From Lean Six Sigma to Radical Simplification

Traditionally, pharmaceutical companies have often aimed to simplify by pruning their portfolio or streamline individual processes by applying proven methods which deliver incremental improvements, such as Lean Six Sigma. While this approach continues to provide value to business, it is often too one-dimensional and not effective when it comes to transforming into agile and simple pharma operating models. Whereas Lean Six Sigma reduces process variation, improves process control and reduces waste, companies should challenge the process itself.

Radical simplification requires an entrepreneurial mindset and follows a zero-based approach. Technology can substantially help reduce complexity when organizations use automation, robotics and artificial intelligence. In addition, it is essential for leaders to have a start-up spirit, looking for innovative ways to improve speed-to-patient, quality, compliance and cost base.

A pharmaceutical company’s risk and return portfolio should serve as a starting point for simplification.

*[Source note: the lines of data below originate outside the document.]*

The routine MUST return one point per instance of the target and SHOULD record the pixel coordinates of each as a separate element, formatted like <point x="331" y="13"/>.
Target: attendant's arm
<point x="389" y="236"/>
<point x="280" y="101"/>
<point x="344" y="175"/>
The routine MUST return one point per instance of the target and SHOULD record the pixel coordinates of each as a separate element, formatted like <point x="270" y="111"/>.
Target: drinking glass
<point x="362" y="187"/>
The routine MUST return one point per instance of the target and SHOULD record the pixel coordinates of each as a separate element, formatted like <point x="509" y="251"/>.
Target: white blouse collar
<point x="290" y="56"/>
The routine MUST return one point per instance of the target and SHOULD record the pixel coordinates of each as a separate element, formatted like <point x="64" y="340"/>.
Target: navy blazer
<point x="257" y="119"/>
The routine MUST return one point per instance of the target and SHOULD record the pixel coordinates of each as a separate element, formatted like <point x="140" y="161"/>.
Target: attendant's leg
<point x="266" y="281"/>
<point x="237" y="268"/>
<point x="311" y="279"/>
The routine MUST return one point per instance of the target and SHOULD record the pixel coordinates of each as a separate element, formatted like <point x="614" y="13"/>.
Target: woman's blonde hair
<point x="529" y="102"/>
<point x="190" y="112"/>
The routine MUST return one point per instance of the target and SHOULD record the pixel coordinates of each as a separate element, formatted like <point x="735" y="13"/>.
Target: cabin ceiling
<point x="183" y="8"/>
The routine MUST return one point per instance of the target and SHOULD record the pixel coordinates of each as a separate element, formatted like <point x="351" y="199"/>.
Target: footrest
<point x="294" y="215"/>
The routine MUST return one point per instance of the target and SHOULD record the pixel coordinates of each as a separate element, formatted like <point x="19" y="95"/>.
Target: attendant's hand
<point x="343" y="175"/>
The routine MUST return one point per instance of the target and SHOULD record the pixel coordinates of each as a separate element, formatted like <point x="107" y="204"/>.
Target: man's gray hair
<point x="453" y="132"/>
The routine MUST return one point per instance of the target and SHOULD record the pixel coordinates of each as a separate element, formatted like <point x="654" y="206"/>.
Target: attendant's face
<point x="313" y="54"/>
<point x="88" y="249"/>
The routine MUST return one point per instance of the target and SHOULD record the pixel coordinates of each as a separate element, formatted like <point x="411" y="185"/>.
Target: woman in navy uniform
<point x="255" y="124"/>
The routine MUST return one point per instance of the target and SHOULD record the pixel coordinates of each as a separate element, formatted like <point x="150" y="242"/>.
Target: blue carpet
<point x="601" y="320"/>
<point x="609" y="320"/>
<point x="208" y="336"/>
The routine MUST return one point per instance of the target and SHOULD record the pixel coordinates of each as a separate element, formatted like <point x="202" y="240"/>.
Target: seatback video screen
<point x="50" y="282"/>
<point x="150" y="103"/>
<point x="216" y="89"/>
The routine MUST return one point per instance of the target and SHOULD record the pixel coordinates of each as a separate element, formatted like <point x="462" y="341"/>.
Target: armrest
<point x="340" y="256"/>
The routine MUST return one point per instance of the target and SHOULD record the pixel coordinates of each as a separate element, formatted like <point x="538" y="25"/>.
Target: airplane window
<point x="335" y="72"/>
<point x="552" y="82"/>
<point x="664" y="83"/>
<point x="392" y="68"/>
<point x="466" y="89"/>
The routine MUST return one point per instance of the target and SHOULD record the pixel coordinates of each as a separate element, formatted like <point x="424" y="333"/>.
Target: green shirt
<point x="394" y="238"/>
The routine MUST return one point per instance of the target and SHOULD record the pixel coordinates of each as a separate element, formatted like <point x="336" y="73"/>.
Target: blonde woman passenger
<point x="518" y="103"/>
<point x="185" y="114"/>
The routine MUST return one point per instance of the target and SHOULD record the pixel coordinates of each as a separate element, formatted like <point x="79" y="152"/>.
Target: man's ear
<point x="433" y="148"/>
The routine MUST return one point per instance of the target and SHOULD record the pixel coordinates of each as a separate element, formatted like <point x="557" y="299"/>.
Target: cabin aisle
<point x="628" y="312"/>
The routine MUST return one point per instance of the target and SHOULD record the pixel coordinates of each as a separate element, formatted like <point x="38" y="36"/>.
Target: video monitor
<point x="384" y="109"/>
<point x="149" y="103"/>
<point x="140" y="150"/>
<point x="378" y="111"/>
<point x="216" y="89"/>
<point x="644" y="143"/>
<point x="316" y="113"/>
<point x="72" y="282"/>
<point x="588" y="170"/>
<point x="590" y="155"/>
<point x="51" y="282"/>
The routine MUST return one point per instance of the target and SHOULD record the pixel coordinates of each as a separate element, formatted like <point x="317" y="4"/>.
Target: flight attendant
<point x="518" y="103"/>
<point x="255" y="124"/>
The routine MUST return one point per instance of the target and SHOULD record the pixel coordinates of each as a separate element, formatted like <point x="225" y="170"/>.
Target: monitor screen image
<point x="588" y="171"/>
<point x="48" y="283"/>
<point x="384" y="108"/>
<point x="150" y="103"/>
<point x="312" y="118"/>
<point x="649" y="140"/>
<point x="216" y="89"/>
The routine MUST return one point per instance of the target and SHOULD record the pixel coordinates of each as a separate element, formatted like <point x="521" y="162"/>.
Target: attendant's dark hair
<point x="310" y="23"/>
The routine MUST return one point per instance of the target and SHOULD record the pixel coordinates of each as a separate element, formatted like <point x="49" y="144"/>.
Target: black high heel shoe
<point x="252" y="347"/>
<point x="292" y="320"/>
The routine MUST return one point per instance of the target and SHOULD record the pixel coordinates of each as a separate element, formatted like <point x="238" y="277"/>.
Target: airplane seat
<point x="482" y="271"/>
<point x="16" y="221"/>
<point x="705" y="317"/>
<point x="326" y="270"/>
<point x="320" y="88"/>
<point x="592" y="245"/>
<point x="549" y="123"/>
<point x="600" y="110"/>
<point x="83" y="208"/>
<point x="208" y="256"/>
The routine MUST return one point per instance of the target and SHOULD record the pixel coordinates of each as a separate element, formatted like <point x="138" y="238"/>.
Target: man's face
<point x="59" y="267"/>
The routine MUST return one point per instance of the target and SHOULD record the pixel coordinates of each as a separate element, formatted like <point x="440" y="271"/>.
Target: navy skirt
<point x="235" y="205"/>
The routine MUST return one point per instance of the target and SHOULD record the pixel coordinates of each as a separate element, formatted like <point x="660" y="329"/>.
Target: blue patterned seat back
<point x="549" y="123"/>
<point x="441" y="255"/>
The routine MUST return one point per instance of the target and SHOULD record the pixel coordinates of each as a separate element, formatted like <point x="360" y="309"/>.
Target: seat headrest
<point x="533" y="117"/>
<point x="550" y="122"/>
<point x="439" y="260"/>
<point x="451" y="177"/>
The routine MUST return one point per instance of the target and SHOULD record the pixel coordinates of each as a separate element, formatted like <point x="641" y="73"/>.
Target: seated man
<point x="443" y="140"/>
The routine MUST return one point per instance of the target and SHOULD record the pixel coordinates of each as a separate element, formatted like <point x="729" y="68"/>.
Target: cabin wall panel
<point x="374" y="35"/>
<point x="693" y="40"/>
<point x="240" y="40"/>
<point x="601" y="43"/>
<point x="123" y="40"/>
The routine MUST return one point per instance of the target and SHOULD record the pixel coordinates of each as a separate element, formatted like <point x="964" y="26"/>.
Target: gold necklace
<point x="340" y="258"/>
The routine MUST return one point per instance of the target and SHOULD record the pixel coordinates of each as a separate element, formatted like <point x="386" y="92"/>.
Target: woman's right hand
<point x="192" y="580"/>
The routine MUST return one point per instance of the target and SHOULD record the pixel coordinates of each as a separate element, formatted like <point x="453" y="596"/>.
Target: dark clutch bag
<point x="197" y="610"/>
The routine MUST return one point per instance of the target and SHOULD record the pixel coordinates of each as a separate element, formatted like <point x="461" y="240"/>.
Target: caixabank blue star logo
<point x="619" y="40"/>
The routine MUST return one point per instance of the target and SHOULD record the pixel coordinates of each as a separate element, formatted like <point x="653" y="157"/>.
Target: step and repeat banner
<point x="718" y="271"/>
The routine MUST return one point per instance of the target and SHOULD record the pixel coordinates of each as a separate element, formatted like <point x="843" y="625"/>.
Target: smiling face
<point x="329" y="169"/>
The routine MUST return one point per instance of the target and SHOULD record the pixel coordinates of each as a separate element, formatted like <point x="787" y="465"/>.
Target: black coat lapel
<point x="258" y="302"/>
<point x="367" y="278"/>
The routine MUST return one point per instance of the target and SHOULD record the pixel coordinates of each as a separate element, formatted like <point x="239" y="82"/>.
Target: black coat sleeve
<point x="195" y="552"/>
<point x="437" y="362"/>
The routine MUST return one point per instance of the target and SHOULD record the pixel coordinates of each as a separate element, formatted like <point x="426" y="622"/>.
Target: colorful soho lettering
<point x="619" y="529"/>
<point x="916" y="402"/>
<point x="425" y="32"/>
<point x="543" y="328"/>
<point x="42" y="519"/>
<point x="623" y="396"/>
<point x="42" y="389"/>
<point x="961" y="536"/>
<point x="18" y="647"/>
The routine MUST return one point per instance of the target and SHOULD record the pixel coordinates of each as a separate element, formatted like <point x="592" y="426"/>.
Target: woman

Although many pharma businesses do not have a clear picture of their risk exposure and profit drivers across the value chain, exhaustively identifying and evaluating impact and likelihoods of potential opportunities and threats across patient safety, regulatory, legal and business risk is a valuable baselining exercise. Then, leaders can derive fit-for-purpose measures against their risk and return portfolios, which are typically much simpler and more effective compared to what has typically been there. Instead of incrementally improving an over-complex model, a redefinition of the important pieces often creates a much higher impact.

When organizations embark on a simplification journey, it is important to make resulting effects stick. Sustaining a simple and agile pharma organization is as difficult as creating one – so working on culture and behavior, governance mechanisms and continuous improvement models is a critical final step towards making biopharma operating models deliver superior outcomes for making patients’ lives better.